WASHINGTON – U.S. Rep. Axne (IA-03), member of the House Agriculture Committee, questioned Chairman and CEO of the Farm Credit Administration (FCA), Glen Smith, on the rising amount of farm debt and farmers turning to alternative lenders who charge far higher interest rates at Tuesday’s Committee hearing.
“I have serious concerns about the level of debt our farmers have,” Rep. Axne said. “Farm debt is projected to hit $416 billion this year, and the $19 billion of farm debt that Iowans have is the highest in the nation. And this level of debt has consequences: the Farm Bureau reports that farm bankruptcies rose 24% compared to a year ago. Additionally, a recent study from Iowa State University classifies 44% of Iowa farmers as financially vulnerable.”
Rep. Axne also raised concerns over a recent report on a rise of farmers turning to alternative lenders outside of the Farm Credit System or traditional banks. These lenders can provide a lifeline for farmers, but often come with stricter terms and higher rates. One such loan carried an interest rate above 30% and required daily automatic withdrawals for payments. Rep. Axne asked Chairman Smith if he has seen an increase in farmers going outside of traditional banks or the Farm Credit System for loans.
“Yes, unfortunately we have,” Chairman Smith responded. “I describe them as payday lenders because of some of the interest rates that have been charged… It’s deeply concerning. It’s deeply concerning the security interests that these alternative lenders are taking that might have an impact on long-term lending that the banks and the system might be holding, as well. So yes, to answer your question, we’re seeing an increase and it is a concern.”

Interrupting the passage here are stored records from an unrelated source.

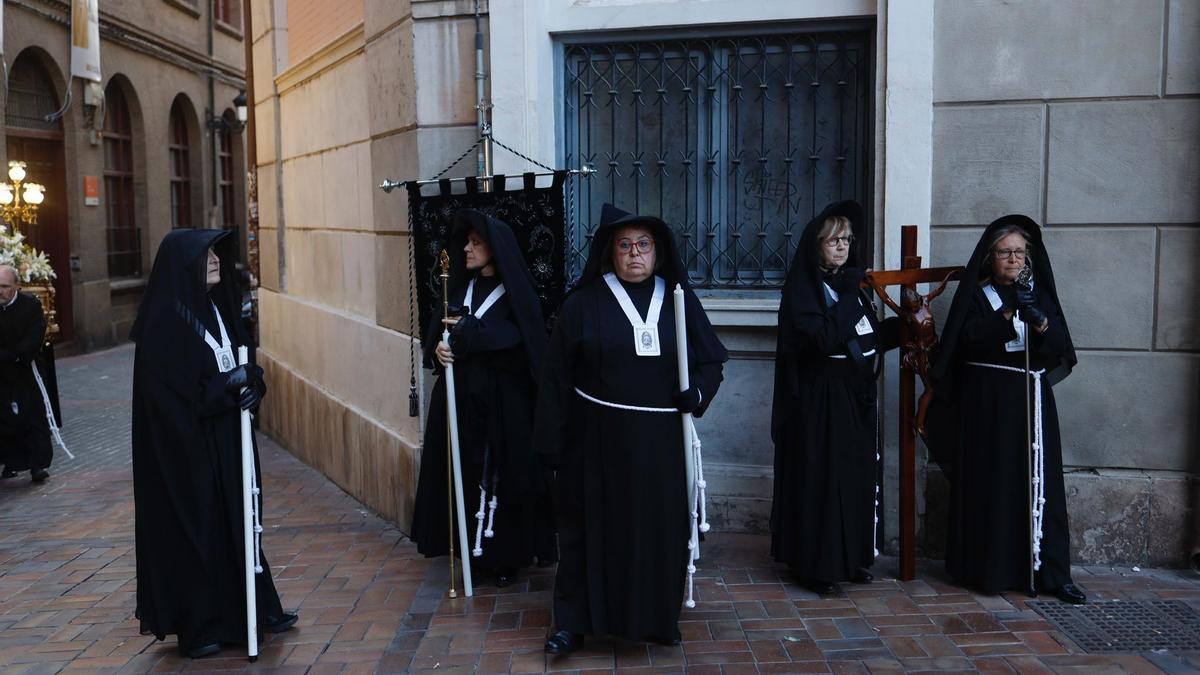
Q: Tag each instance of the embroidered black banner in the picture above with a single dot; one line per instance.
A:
(535, 215)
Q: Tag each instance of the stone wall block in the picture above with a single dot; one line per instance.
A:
(393, 157)
(268, 258)
(737, 428)
(1182, 57)
(1125, 161)
(391, 279)
(1169, 526)
(987, 51)
(391, 89)
(1179, 314)
(444, 58)
(1103, 309)
(1109, 518)
(1131, 410)
(987, 162)
(358, 274)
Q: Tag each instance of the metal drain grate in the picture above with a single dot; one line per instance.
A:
(1120, 626)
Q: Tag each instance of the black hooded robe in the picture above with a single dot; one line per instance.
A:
(621, 485)
(24, 430)
(823, 418)
(187, 453)
(496, 360)
(979, 424)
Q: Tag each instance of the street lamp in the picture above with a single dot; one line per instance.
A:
(239, 106)
(19, 199)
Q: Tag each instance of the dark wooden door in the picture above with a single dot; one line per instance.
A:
(45, 163)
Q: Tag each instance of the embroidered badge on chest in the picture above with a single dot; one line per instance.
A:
(864, 327)
(646, 340)
(646, 332)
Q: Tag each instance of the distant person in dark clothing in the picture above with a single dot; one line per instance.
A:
(24, 430)
(189, 394)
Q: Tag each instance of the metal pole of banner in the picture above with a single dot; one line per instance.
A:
(481, 106)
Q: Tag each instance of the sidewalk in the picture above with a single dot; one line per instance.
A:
(369, 603)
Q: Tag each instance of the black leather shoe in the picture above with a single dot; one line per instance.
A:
(279, 623)
(564, 643)
(820, 587)
(204, 650)
(1069, 593)
(505, 577)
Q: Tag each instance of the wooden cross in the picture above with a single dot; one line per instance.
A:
(917, 339)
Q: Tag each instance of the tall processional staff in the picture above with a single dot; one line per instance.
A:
(1005, 345)
(609, 420)
(189, 393)
(497, 340)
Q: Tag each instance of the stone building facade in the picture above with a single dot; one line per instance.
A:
(157, 137)
(941, 114)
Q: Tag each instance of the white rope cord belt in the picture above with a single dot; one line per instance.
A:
(700, 519)
(49, 411)
(1038, 478)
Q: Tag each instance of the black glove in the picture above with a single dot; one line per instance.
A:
(244, 382)
(463, 334)
(1025, 297)
(255, 374)
(1007, 296)
(688, 400)
(1032, 316)
(238, 378)
(849, 280)
(250, 399)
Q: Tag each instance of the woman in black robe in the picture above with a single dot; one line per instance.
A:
(978, 420)
(187, 398)
(621, 484)
(823, 418)
(496, 347)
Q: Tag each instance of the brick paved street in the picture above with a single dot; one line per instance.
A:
(370, 603)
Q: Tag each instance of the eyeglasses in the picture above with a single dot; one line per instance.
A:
(627, 246)
(1006, 254)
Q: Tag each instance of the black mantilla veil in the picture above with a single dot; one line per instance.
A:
(702, 344)
(1043, 279)
(804, 294)
(669, 262)
(940, 428)
(513, 272)
(177, 298)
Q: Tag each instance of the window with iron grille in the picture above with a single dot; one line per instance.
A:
(124, 237)
(225, 179)
(737, 142)
(180, 169)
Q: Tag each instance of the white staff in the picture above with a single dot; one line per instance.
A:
(251, 525)
(453, 423)
(691, 451)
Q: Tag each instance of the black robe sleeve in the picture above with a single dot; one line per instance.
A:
(555, 389)
(983, 328)
(706, 363)
(1055, 342)
(828, 332)
(474, 335)
(33, 328)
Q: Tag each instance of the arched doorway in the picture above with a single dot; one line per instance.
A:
(37, 142)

At the beginning of the hearing, Rep. Axne introduced Chairman Smith, a native of Atlantic, Iowa, to the committee. Glen was designated Chairman and CEO of the FCA on July 17 and has served as a member of the FCA board since December 2017. Glen was raised on a diversified crop and livestock farm and graduated from Iowa State University with a degree in agricultural business. Today, their family farm, Smith Generation Farms Inc, encompasses 2,000 acres devoted to corn, soybeans, hay, and a beef cow herd.